Music websites that provide music on demand or downloads are covered by SOCAN’s Tariff 22A, which accounts for about 90% of the licensing fees that SOCAN collects from all of its internet tariffs. Tariff 22A is essentially based on a percentage of the amount that the subscribers or consumers pay for that service. For permanent downloads, music sites  pay a quarterly fee of 3.1% of the amount paid by the consumer for the download, with a minimum fee of 1.5 cents per (digital music) file in a bundle (e.g., an album) that contains 13 files or more; 2.1 cents per file in all other cases. For limited downloads, these sites pay a monthly fee of 5.7% of the amounts paid by the subscriber, with a minimum fee of 54.8 cents per month, per subscriber, if portable limited downloads are allowed, and 35.9 cents per month, per subscriber, if not. For on-demand streams, these sites pay a monthly fee of 6.8% of the amounts paid by the subscriber, with a minimum fee of 43.3 cents per month, per subscriber.

Let’s take an example. Say Jill writes a song, records it, releases it, and in one month sells 1,000 physical copies of it herself, experiences 1,000 permanent downloads of it online via a music website. Let’s say that each copy sold or downloaded costs one dollar. According to current rates, the sale of the physical copies will earn her nothing in performance royalties, although she will earn mechanical royalties of $85. The permanent downloads will earn her $31 in performance royalties (minus SOCAN’s 14% administrative costs) and $79 in mechanical royalties. The fees and royalties for on-demand streaming music files are harder to predict.

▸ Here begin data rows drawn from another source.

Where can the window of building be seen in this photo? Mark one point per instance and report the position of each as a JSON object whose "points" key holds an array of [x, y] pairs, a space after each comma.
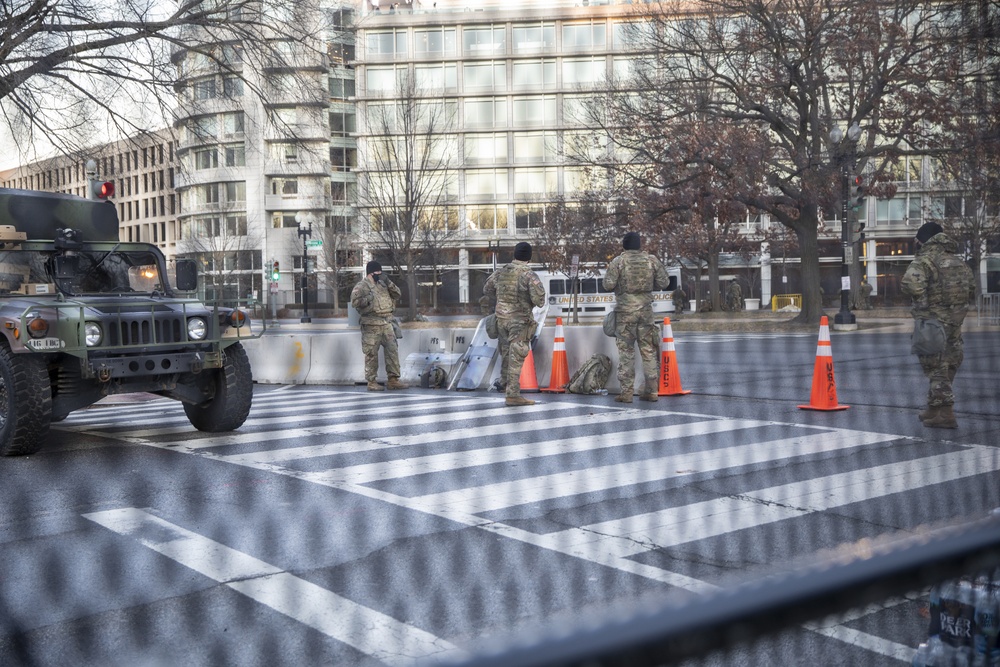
{"points": [[485, 112], [343, 159], [484, 75], [204, 89], [434, 41], [486, 219], [207, 158], [342, 123], [436, 76], [535, 37], [531, 111], [485, 183], [584, 71], [286, 187], [232, 86], [232, 124], [236, 155], [536, 181], [533, 74], [387, 43], [341, 89], [236, 225], [631, 35], [205, 127], [236, 191], [535, 147], [385, 80], [485, 148], [584, 36], [530, 217], [487, 40]]}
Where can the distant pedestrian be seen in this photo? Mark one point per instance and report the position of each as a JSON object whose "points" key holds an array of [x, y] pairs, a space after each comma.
{"points": [[516, 290], [632, 276], [679, 297], [941, 285], [375, 298], [734, 297], [866, 294]]}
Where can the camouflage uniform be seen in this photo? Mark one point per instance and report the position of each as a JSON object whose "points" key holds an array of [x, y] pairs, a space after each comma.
{"points": [[376, 302], [633, 275], [516, 289], [734, 297], [941, 285]]}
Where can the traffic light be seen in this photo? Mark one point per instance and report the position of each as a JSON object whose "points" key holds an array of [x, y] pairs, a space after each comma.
{"points": [[859, 232], [98, 189], [858, 193]]}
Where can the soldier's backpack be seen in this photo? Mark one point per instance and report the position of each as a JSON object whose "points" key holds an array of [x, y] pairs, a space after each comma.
{"points": [[592, 377]]}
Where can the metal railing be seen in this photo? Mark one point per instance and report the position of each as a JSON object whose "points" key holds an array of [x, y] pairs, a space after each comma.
{"points": [[988, 309]]}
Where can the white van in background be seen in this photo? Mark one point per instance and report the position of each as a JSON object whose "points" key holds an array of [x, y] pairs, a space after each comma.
{"points": [[592, 301]]}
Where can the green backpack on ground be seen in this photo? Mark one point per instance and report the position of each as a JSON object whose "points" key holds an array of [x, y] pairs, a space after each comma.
{"points": [[592, 377]]}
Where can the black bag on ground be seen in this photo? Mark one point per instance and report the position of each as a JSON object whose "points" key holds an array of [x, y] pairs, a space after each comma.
{"points": [[592, 377]]}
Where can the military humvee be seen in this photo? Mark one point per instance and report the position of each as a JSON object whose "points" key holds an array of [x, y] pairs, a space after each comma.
{"points": [[84, 316]]}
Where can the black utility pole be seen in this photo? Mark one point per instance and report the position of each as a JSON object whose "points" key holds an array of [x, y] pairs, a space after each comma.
{"points": [[846, 156], [305, 234]]}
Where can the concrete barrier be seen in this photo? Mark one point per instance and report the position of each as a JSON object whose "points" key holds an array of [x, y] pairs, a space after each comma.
{"points": [[334, 357]]}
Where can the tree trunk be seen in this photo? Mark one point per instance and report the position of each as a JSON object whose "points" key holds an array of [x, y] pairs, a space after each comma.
{"points": [[807, 232], [713, 280]]}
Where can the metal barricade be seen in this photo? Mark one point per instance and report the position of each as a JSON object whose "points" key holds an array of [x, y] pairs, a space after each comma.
{"points": [[988, 309], [781, 301]]}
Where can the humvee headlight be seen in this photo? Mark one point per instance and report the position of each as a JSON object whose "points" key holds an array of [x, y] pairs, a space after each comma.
{"points": [[197, 329], [92, 334], [38, 327]]}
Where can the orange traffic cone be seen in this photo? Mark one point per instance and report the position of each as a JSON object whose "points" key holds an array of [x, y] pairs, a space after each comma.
{"points": [[559, 376], [824, 391], [528, 380], [670, 374]]}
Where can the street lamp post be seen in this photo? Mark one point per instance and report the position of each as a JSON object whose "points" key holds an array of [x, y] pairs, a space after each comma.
{"points": [[305, 234], [845, 158]]}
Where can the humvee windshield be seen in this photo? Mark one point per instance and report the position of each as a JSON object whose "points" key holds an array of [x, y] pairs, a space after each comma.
{"points": [[80, 272]]}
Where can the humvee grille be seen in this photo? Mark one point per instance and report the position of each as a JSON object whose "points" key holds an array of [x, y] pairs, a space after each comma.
{"points": [[143, 331]]}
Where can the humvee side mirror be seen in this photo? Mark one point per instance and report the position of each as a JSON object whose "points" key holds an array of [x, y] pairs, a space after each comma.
{"points": [[186, 275]]}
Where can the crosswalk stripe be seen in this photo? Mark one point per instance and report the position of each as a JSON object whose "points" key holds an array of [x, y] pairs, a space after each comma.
{"points": [[366, 473], [371, 632], [356, 428], [518, 492], [416, 403], [679, 525]]}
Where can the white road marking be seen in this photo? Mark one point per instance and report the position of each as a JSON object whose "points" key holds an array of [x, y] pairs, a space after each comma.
{"points": [[371, 632]]}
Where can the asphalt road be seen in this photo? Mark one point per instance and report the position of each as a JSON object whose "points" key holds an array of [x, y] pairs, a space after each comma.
{"points": [[347, 528]]}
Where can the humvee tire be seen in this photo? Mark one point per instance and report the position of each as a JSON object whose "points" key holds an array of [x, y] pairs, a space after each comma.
{"points": [[229, 408], [25, 403]]}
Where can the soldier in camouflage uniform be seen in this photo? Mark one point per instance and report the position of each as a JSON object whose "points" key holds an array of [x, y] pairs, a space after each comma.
{"points": [[941, 286], [375, 298], [734, 297], [516, 289], [632, 276]]}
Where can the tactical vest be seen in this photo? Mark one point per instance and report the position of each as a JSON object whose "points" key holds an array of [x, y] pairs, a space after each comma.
{"points": [[508, 293], [636, 274]]}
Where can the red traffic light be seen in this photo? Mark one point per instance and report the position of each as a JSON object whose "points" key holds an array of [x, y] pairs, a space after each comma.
{"points": [[98, 189]]}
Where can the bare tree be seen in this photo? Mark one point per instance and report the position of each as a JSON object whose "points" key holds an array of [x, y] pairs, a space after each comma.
{"points": [[794, 71], [405, 178], [74, 73]]}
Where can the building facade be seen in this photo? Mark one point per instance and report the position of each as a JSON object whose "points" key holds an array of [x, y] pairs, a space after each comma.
{"points": [[309, 174]]}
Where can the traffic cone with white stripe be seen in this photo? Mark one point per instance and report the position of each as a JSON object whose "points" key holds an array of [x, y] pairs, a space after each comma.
{"points": [[559, 376], [528, 379], [824, 391], [670, 374]]}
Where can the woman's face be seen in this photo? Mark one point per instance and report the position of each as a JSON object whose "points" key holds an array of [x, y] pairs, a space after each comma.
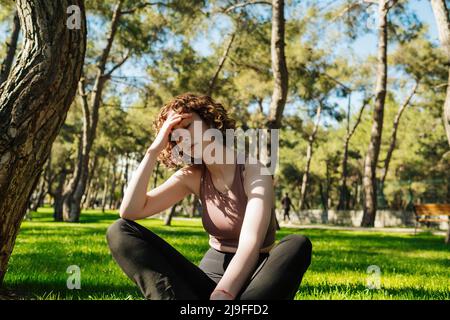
{"points": [[195, 126]]}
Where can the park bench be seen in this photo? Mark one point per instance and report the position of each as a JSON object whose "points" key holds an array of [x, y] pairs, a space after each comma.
{"points": [[431, 212]]}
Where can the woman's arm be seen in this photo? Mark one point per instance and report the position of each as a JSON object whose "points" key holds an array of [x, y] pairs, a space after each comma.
{"points": [[254, 228], [137, 203]]}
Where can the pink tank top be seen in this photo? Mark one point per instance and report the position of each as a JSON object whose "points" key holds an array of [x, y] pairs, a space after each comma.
{"points": [[223, 213]]}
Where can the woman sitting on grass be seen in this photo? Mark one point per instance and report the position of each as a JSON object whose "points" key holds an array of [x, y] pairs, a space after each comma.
{"points": [[243, 261]]}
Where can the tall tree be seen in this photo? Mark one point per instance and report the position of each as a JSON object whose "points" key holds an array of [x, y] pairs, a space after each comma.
{"points": [[77, 186], [343, 189], [279, 66], [373, 151], [441, 15], [34, 102], [11, 51]]}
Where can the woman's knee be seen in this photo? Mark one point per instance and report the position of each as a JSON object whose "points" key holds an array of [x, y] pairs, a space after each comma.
{"points": [[299, 245], [115, 233]]}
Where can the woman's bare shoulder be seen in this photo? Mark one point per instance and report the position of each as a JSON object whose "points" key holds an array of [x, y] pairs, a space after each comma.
{"points": [[190, 175]]}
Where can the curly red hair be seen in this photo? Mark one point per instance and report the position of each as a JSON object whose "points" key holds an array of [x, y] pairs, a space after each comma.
{"points": [[210, 111]]}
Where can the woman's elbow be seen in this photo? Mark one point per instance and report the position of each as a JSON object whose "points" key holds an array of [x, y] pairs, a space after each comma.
{"points": [[125, 213]]}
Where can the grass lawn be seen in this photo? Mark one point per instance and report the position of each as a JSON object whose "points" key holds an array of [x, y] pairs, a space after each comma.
{"points": [[412, 267]]}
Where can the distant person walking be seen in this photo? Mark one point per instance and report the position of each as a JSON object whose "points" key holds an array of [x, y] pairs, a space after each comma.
{"points": [[286, 203]]}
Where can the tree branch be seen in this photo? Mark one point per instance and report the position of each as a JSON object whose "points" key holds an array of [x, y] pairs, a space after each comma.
{"points": [[142, 6], [118, 65], [244, 4]]}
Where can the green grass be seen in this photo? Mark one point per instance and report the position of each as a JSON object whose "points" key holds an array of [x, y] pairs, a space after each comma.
{"points": [[412, 267]]}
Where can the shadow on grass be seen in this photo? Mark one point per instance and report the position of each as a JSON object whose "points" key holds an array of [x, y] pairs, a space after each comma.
{"points": [[360, 291]]}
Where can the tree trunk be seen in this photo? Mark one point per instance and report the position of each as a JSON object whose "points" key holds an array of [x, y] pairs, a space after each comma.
{"points": [[212, 82], [168, 218], [441, 15], [105, 188], [58, 196], [41, 190], [84, 201], [11, 52], [309, 153], [68, 194], [344, 193], [373, 151], [279, 67], [125, 177], [112, 196], [393, 142], [90, 119], [33, 106]]}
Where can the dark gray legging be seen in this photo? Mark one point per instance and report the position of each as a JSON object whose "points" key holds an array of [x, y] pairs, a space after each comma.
{"points": [[163, 273]]}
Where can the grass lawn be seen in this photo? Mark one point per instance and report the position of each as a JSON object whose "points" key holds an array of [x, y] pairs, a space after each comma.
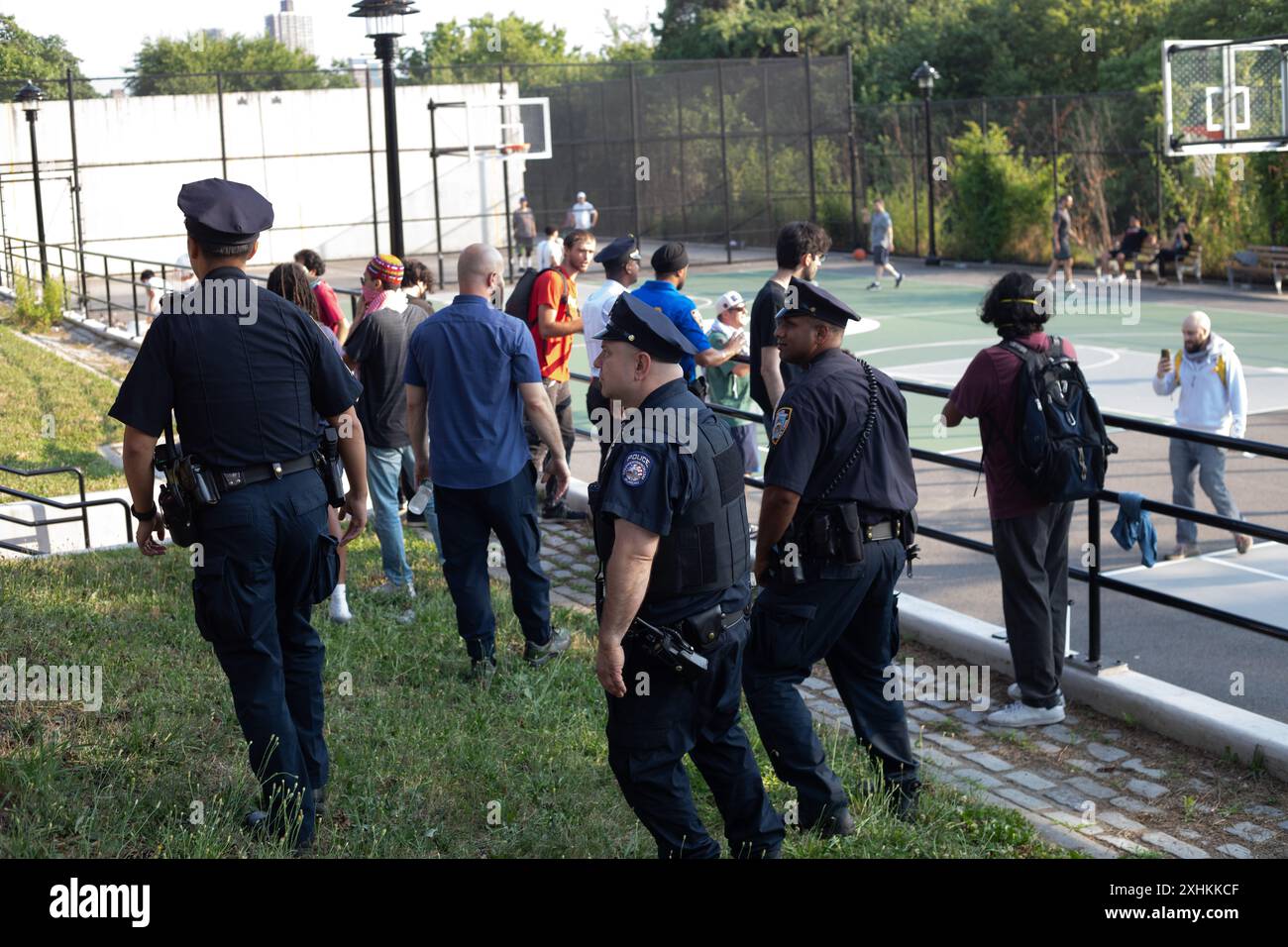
{"points": [[420, 758], [53, 414]]}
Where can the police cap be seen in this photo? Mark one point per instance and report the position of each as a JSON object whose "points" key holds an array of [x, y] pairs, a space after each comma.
{"points": [[635, 322], [618, 249], [819, 304], [670, 258], [223, 213]]}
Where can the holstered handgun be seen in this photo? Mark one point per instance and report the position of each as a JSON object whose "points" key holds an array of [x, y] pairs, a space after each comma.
{"points": [[669, 647], [331, 468]]}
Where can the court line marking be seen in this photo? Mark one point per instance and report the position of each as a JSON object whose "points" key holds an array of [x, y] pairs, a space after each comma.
{"points": [[1207, 557]]}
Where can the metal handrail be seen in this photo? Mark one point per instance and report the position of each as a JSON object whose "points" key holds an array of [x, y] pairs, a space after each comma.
{"points": [[82, 504], [1091, 577]]}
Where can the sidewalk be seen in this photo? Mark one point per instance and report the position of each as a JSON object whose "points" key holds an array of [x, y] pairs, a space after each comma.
{"points": [[1093, 784]]}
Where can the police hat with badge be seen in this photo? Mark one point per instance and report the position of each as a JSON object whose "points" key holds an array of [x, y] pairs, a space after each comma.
{"points": [[224, 217], [640, 325], [818, 303], [621, 249]]}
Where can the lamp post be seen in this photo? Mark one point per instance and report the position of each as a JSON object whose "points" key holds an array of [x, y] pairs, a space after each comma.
{"points": [[925, 77], [29, 98], [384, 20]]}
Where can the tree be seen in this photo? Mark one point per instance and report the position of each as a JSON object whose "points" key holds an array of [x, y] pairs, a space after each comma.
{"points": [[455, 53], [175, 67], [42, 58]]}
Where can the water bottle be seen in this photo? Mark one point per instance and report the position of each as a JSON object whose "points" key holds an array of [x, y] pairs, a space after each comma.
{"points": [[417, 504]]}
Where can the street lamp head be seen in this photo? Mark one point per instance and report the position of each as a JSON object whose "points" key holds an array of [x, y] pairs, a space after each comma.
{"points": [[384, 17], [925, 77], [29, 97]]}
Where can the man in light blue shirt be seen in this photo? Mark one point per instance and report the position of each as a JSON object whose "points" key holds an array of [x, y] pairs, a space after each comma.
{"points": [[472, 371], [670, 268]]}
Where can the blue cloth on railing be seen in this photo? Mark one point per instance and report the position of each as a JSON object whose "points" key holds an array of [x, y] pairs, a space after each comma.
{"points": [[1132, 526]]}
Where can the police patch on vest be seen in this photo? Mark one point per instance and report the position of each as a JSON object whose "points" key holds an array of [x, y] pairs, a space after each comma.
{"points": [[782, 418], [636, 468]]}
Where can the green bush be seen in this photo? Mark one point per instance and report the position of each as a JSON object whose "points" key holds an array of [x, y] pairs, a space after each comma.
{"points": [[999, 200], [38, 312]]}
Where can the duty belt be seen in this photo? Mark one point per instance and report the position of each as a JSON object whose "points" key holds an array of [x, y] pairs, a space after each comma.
{"points": [[258, 474]]}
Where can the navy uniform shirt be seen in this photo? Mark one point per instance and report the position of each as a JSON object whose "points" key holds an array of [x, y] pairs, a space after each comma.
{"points": [[815, 429], [245, 388], [649, 484]]}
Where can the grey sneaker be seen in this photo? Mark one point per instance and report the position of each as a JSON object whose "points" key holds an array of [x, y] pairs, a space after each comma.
{"points": [[537, 655]]}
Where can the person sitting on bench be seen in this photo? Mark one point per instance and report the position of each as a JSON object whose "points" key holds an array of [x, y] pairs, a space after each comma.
{"points": [[1181, 244], [1126, 249]]}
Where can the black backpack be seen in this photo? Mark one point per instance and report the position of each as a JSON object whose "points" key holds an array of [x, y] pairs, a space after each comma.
{"points": [[1061, 447], [519, 304]]}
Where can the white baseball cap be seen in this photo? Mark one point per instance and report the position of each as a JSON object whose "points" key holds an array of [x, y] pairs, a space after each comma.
{"points": [[730, 300]]}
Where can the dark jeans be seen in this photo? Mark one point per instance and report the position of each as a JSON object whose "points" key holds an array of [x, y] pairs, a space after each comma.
{"points": [[267, 560], [649, 733], [1186, 459], [467, 518], [848, 618], [595, 399], [1033, 558]]}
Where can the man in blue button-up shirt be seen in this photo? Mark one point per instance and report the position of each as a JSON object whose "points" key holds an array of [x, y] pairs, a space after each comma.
{"points": [[476, 371], [670, 268]]}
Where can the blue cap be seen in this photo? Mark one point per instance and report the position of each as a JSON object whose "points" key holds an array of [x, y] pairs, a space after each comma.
{"points": [[636, 322], [223, 213], [818, 303], [619, 248]]}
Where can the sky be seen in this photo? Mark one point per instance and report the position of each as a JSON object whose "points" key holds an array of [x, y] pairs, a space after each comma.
{"points": [[104, 34]]}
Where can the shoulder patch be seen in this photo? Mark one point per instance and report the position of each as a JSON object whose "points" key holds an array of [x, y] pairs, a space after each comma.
{"points": [[782, 418], [636, 468]]}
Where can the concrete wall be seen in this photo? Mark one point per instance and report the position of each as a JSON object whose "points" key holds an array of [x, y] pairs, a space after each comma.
{"points": [[282, 144]]}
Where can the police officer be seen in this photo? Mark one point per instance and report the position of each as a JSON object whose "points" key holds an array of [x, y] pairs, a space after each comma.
{"points": [[835, 519], [673, 543], [248, 375], [670, 269]]}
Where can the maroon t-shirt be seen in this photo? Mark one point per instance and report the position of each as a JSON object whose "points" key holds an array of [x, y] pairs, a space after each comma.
{"points": [[987, 392]]}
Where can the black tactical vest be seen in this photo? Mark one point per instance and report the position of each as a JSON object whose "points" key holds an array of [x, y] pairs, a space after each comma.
{"points": [[707, 549]]}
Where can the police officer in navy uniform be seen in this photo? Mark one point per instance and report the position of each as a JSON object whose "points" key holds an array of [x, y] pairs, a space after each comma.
{"points": [[248, 376], [671, 534], [835, 519]]}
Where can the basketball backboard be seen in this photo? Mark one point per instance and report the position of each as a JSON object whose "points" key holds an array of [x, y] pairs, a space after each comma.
{"points": [[509, 129], [1225, 97]]}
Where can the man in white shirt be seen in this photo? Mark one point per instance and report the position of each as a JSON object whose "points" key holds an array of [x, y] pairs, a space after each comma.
{"points": [[550, 250], [583, 214], [621, 262], [1214, 398]]}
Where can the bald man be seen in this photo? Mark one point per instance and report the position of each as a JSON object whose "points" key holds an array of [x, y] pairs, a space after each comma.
{"points": [[472, 372], [1214, 398]]}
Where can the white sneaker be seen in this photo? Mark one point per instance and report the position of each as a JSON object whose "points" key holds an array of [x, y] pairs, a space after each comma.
{"points": [[340, 613], [1014, 693], [1022, 715]]}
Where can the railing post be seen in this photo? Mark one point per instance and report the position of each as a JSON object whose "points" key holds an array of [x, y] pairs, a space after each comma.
{"points": [[1094, 581], [107, 287]]}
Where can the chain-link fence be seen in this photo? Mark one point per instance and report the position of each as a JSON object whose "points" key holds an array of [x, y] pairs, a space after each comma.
{"points": [[1000, 163]]}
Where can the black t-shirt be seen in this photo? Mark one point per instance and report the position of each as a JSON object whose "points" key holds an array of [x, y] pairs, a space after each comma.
{"points": [[769, 300], [815, 429], [245, 388], [378, 346]]}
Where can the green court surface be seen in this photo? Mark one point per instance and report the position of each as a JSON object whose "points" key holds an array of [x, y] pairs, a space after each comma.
{"points": [[927, 331]]}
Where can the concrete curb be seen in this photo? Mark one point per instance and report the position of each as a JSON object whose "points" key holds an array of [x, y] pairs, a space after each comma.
{"points": [[1190, 718]]}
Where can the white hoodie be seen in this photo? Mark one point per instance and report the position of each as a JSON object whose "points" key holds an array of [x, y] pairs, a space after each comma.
{"points": [[1214, 392]]}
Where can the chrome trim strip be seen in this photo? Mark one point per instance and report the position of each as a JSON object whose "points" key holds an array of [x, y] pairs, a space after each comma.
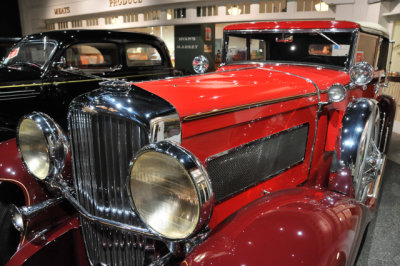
{"points": [[18, 98], [67, 194], [354, 32], [378, 181], [161, 126], [245, 106], [293, 30], [9, 92]]}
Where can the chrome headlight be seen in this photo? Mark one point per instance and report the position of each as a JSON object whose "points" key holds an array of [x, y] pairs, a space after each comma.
{"points": [[42, 145], [171, 190], [337, 93]]}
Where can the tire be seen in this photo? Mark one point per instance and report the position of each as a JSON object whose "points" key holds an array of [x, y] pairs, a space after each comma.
{"points": [[9, 236], [369, 160]]}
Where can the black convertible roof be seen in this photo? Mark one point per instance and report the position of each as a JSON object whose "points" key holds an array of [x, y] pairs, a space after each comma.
{"points": [[70, 36]]}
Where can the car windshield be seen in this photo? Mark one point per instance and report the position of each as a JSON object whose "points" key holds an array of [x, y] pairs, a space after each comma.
{"points": [[317, 47], [31, 52]]}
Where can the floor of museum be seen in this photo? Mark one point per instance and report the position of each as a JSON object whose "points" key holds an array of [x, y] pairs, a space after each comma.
{"points": [[382, 245]]}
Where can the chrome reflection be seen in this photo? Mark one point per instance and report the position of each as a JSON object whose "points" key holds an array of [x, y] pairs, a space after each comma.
{"points": [[42, 145], [200, 64], [21, 215], [361, 73], [166, 128], [336, 93], [359, 149], [198, 177]]}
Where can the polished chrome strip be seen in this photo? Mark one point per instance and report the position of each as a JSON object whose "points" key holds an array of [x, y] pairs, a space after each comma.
{"points": [[18, 97], [24, 85], [378, 181], [77, 81], [334, 30], [9, 92], [244, 107]]}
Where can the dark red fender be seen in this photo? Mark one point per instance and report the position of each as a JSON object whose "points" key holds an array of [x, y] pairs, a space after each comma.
{"points": [[12, 170], [290, 227]]}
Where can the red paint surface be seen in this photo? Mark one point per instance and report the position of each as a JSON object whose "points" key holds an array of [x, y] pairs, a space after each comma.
{"points": [[240, 85], [293, 25], [43, 247], [300, 226]]}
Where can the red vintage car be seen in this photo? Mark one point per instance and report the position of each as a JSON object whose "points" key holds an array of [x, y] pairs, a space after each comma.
{"points": [[276, 158]]}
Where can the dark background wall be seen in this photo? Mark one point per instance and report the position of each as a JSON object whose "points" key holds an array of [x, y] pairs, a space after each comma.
{"points": [[10, 25]]}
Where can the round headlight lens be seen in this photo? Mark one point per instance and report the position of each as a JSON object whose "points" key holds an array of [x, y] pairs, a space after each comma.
{"points": [[170, 193], [42, 144], [337, 93], [33, 148], [361, 73]]}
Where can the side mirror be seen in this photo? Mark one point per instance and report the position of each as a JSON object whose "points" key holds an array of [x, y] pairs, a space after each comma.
{"points": [[361, 73], [200, 64], [60, 64]]}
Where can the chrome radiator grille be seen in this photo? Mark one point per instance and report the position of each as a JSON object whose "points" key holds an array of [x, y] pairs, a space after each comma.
{"points": [[102, 146]]}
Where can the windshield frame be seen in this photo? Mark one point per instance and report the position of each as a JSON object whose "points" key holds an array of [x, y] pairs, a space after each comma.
{"points": [[28, 39], [353, 42]]}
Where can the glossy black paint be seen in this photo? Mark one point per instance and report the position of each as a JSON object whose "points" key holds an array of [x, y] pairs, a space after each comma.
{"points": [[6, 43], [50, 89]]}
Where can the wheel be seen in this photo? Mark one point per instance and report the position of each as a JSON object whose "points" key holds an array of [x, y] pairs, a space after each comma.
{"points": [[9, 236], [369, 159]]}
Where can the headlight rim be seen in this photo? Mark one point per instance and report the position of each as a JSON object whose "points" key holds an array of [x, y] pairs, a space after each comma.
{"points": [[190, 163], [56, 140]]}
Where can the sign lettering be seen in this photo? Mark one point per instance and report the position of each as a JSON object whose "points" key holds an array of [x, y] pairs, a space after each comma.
{"points": [[62, 10], [115, 3]]}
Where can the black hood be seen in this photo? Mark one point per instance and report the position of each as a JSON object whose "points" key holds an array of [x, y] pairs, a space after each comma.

Currently, licence fees collected from music use on the internet is a very small portion of the total collections that SOCAN undertakes in a year, somewhere around two or three percent. This is somewhat alarming, because we know that music consumption on the web or via mobile phones is far more popular than this figure would indicate. In great part, the small figure is due to piracy, which is free downloading and streaming of music without regard for the owners of the copyrights to that music. In the comparatively young field of new media – specifically, online and mobile music – both the technology and the business models that employ it are changing extremely quickly. As new media evolve, SOCAN is adapting to license them as quickly and efficiently as possible.